Held: Section 415 of the LGC of 1991, on the subject Katarungang Pambarangay, provides:
Section 415. Appearance of Parties in Person. - In all katarungang pambarangay proceedings, the parties must appear in person without the assistance of the counsel or representative, except for minors and incompetents who may be assisted by their next of kin who are not lawyers.
The above-quoted provision clearly requires the personal appearance of the parties in katarungan pambarangay conciliation proceedings, unassisted by counsel or representative. The rationale behind the personal appearance requirement is to enable the lupon to secure first hand and direct information about the facts and issues, the exception being in cases where minors or incompetents are parties. There can be no quibbling that laymen of
goodwill can easily agree to conciliate and settle their disputes between themselves without what sometimes is the unsettling assistance of lawyers whose presence could sometimes obfuscate and confuse issues. Worse still, the participation of lawyers with their penchant to use their analytical skills and legal knowledge tend to prolong instead of expedite settlement of the case.

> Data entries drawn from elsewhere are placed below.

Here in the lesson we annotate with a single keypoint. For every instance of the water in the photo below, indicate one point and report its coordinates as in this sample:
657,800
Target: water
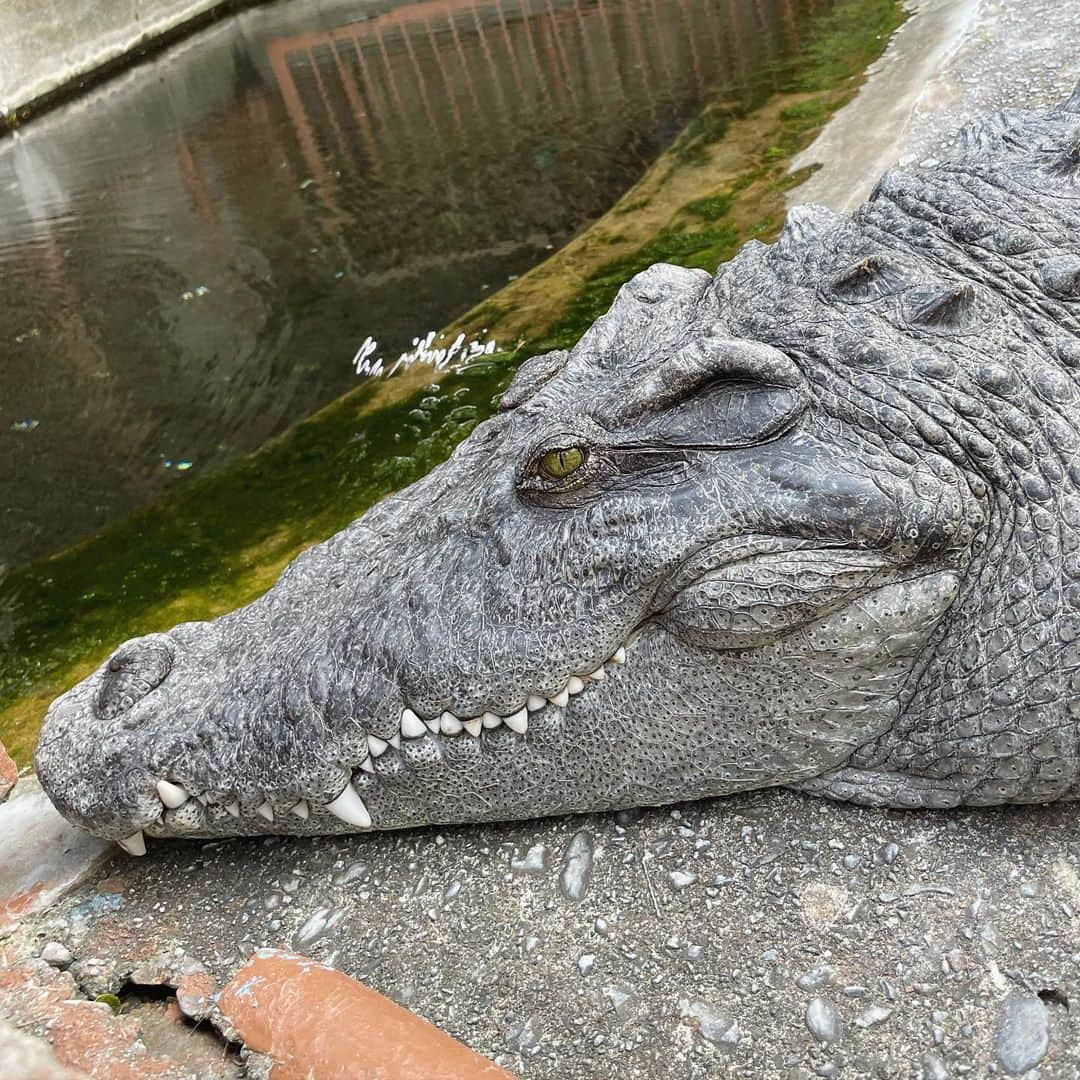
191,256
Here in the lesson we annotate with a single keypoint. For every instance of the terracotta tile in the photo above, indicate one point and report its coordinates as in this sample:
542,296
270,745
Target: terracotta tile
9,773
314,1021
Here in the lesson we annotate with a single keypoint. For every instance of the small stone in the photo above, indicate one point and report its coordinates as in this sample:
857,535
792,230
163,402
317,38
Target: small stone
9,773
56,955
1024,1036
822,1021
682,879
873,1016
577,866
532,862
712,1025
933,1068
814,980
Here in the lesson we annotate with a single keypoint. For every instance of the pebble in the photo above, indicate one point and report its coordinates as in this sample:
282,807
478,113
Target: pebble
822,1020
532,862
577,866
714,1026
1024,1035
873,1016
933,1068
56,955
817,977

Doubtless, respondent’s conduct tended to undermine the laudable purpose of the katarungan pambarangay system. What compounded matters was when respondent repeatedly ignored complainant’s protestation against her continued appearance in the barangay conciliation proceedings. Hence, Atty. Jacoba was ordered to fine P5,000 and warned that commission of similar acts of impropriety on her part in the future will be dealt with more severely.